Le gigantesque projet d’agrandissement de la mine de charbon Vista, en Alberta, sera finalement soumis à une évaluation environnementale fédérale, a confirmé jeudi le ministre de l’Environnement et du Changement climatique du Canada, Jonathan Wilkinson.

Jean-Thomas Léveillé Jean-Thomas Léveillé
La Presse

« Nous allons avoir une évaluation fédérale pour les deux phases du projet », a-t-il déclaré dans une entrevue à La Presse, évoquant les impacts du projet dans les champs de compétence du gouvernement fédéral, notamment les émissions de gaz à effet de serre, les droits des peuples autochtones et la protection des poissons.

Il s’agit d’un revirement de situation, puisque le ministre avait décidé en décembre dernier de ne pas soumettre l’agrandissement de la mine à une évaluation fédérale.

Or, quelques mois plus tard, en mai, l’entreprise Coalspur Mine avait soumis une demande pour un second agrandissement de ses installations situées à l’ouest d’Edmonton, avec l’ajout d’une mine souterraine.

Avec ce deuxième volet, la mine Vista pourrait plus que doubler sa production de charbon thermique, qui sert à produire de l’électricité – et qui est principalement exportée en Asie.

Elle passerait de quelque 19 000 tonnes à plus de 40 000 tonnes par jour, soit, sur une base annuelle, de 6 millions de tonnes à près de 15 millions de tonnes.

« Nous n’en savions rien quand j’ai approuvé [la demande initiale] », a expliqué le ministre, qui n’a toutefois pas voulu dire s’il estimait que Coalspur avait voulu duper le gouvernement pour éviter une évaluation environnementale fédérale.

« Quand un projet est soumis et que quelques mois plus tard vous avez un nouveau projet qui est soumis et qui, dans les faits, fait partie du même projet, ça soulève beaucoup de préoccupations », a-t-il dit.

« Nous ne voulons certainement pas encourager la scission de projets pour éviter l’évaluation environnementale fédérale, a-t-il ajouté. Ce n’est pas approprié et ce n’est pas de cette façon que les entreprises doivent se comporter. »

Message

L’annonce de l’évaluation environnementale est « une excellente nouvelle », aux yeux d’Équiterre.

« On félicite le gouvernement d’avoir pris ses responsabilités, d’avoir répondu à ses obligations environnementales », a déclaré à La Presse Marc-André Viau, directeur des relations gouvernementales de l’organisation environnementale.

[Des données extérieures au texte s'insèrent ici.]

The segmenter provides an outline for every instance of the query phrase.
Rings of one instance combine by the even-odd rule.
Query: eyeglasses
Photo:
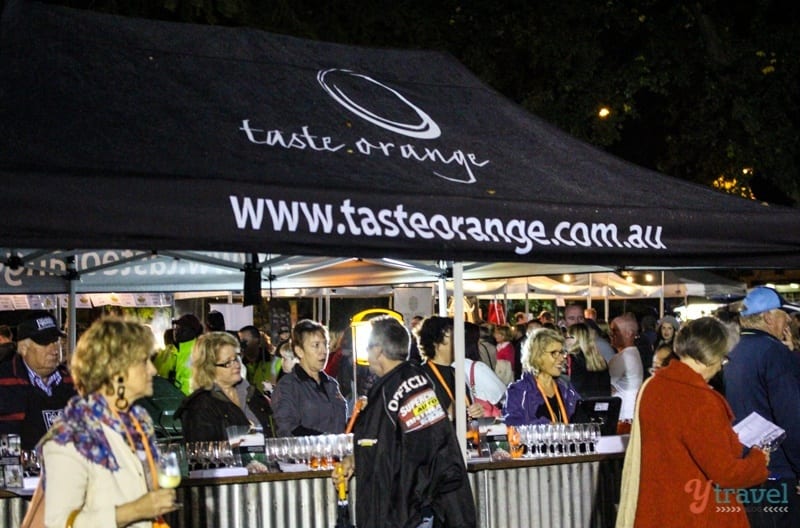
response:
[[[236,363],[239,362],[240,356],[241,354],[236,354],[232,359],[229,359],[225,363],[214,363],[214,366],[219,368],[231,368],[232,366],[234,366]]]
[[[725,365],[728,364],[729,361],[730,359],[728,359],[728,356],[725,356],[724,358],[722,358],[722,361],[719,362],[719,366],[724,367]]]
[[[548,350],[547,353],[550,354],[551,356],[553,356],[553,359],[558,359],[558,358],[560,358],[562,356],[566,356],[567,355],[566,350],[562,350],[560,348],[558,350]]]

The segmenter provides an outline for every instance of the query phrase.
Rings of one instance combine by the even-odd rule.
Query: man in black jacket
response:
[[[475,526],[455,432],[431,380],[408,362],[408,331],[388,316],[370,323],[369,368],[379,378],[355,423],[355,456],[343,461],[358,481],[358,526]]]
[[[63,336],[53,316],[34,314],[17,327],[17,354],[0,363],[0,433],[20,435],[24,450],[34,448],[76,394],[61,364]]]

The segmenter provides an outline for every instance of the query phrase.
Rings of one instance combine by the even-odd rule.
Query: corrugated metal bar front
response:
[[[599,473],[599,461],[471,472],[478,526],[591,526]]]
[[[22,497],[0,498],[0,527],[16,528],[22,524],[28,503]]]
[[[168,516],[172,527],[330,528],[336,522],[336,493],[329,478],[182,487],[178,500],[184,509]]]

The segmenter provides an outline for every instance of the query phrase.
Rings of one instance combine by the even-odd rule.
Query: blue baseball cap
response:
[[[740,312],[741,315],[756,315],[770,310],[800,312],[800,306],[787,303],[778,292],[766,286],[758,286],[750,290],[742,303],[744,310]]]

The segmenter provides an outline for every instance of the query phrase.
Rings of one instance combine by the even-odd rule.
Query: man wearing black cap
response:
[[[36,314],[19,324],[17,354],[0,364],[0,433],[20,435],[24,450],[36,446],[76,394],[61,364],[62,336],[50,314]]]
[[[197,338],[203,333],[203,323],[194,314],[184,314],[172,321],[172,337],[178,354],[175,359],[175,384],[185,395],[192,392],[192,348]]]
[[[770,453],[769,480],[752,497],[775,497],[748,504],[753,527],[800,526],[800,360],[783,344],[789,324],[787,311],[800,307],[786,303],[772,288],[753,288],[739,312],[741,338],[722,369],[725,397],[740,422],[757,412],[786,431],[786,438]]]

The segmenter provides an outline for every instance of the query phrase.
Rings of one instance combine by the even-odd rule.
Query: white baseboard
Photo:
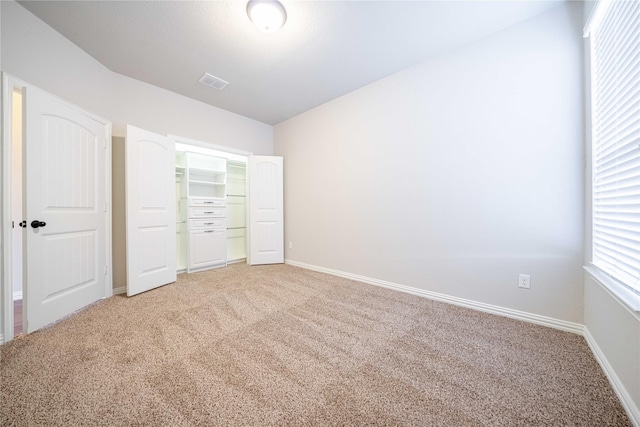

Équiterre n’est d’ailleurs peut-être pas étrangère à ce revirement de situation ; conjointement avec l’organisation Ecojustice, elle avait déposé une demande à l’Agence d’évaluation d’impact du Canada (AEIC) pour que la décision du ministre soit réévaluée à la lumière des nouvelles informations.

« Le message qui est envoyé, c’est que si vous essayez de faire ces manigances-là, le gouvernement et les organismes environnementaux vous ont à l’œil », a estimé M. Viau.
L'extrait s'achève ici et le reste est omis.